Why It Matters: Defensive Vertical Integration

The pork sector is facing uncertainty. Disease pressure, particularly PRRS, is elevating risk, while corn and soybean meal costs remain unstable. Margins for producers have been thin, with the industry losing an estimated $57 per head as recently as 2023.

Owning more hogs outright gives Seaboard predictability. It avoids relying on spot market purchases that could be constrained by herd liquidations or price spikes. It also captures more of the margin by internalizing production rather than paying suppliers.

Regional Shift in Hog Production

The Southern Plains are gaining share of the U.S. hog herd. Texas inventories rose 13 percent year-over-year to 1.17 million head as of March 2025, while Oklahoma sits at 2.09 million. Producers are increasingly locating operations in Kansas, Oklahoma, and Texas to escape disease-prone regions of the Upper Midwest and to operate under less restrictive environmental frameworks.

Seaboard’s expansion fits this broader geographic transition. The Southern Plains provide proximity to Guymon, access to rail for exports, and the space to build large-scale finishing operations.

A Pattern of Acquisitions

This is not Seaboard’s first move to buy security. The company spent more than $250 million in 2016–17 to secure hog inventories for its Iowa joint venture with Triumph Foods. It bought Hitch Pork Producers in 2020 for $27 million and paid $58 million in 2022 for assets from The Maschhoffs. As of early 2024 Seaboard controlled about 336,000 breeding sows, making it the third-largest U.S. hog producer.

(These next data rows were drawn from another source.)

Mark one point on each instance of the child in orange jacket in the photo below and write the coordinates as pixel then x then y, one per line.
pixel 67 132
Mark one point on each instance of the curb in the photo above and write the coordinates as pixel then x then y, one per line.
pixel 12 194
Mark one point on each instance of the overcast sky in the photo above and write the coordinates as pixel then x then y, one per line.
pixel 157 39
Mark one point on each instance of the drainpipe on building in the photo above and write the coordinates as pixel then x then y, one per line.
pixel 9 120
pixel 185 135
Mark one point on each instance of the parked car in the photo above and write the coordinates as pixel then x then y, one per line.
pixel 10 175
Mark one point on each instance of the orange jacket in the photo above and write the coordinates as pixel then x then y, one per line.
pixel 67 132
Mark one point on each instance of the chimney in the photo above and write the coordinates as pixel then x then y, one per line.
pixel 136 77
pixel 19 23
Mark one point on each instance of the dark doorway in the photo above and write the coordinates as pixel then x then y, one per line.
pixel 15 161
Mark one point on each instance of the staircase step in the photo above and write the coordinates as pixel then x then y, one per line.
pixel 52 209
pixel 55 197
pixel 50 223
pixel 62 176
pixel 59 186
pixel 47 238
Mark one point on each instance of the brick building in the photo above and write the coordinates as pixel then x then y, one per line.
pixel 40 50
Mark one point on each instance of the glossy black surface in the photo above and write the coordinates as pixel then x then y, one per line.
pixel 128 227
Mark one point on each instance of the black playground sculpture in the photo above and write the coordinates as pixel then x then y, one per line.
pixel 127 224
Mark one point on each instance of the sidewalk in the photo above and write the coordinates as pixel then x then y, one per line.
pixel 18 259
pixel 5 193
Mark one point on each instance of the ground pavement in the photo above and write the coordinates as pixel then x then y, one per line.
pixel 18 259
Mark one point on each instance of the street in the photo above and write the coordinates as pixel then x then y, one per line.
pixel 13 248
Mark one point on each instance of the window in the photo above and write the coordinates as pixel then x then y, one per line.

Each acquisition has been justified with the same rationale: reduce reliance on third-party hog suppliers and smooth supply chain volatility. That logic holds even more weight today given disease outbreaks and elevated feed costs.

Industry Context: Consolidation and Control

The U.S. pork industry is structurally integrated. The top 36 producers control about 70 percent of the nation’s sow base. Roughly 70 percent of hogs are raised under production contracts where packers own the pigs and inputs while growers provide barns and labor. The latest Seaboard move is another step in this trend toward fewer, larger players controlling more of the supply chain.

For independents, the consolidation further narrows marketing options. For packers, it creates stability. For Seaboard, it ensures that its Guymon lines keep running even in an environment where volatility is the norm.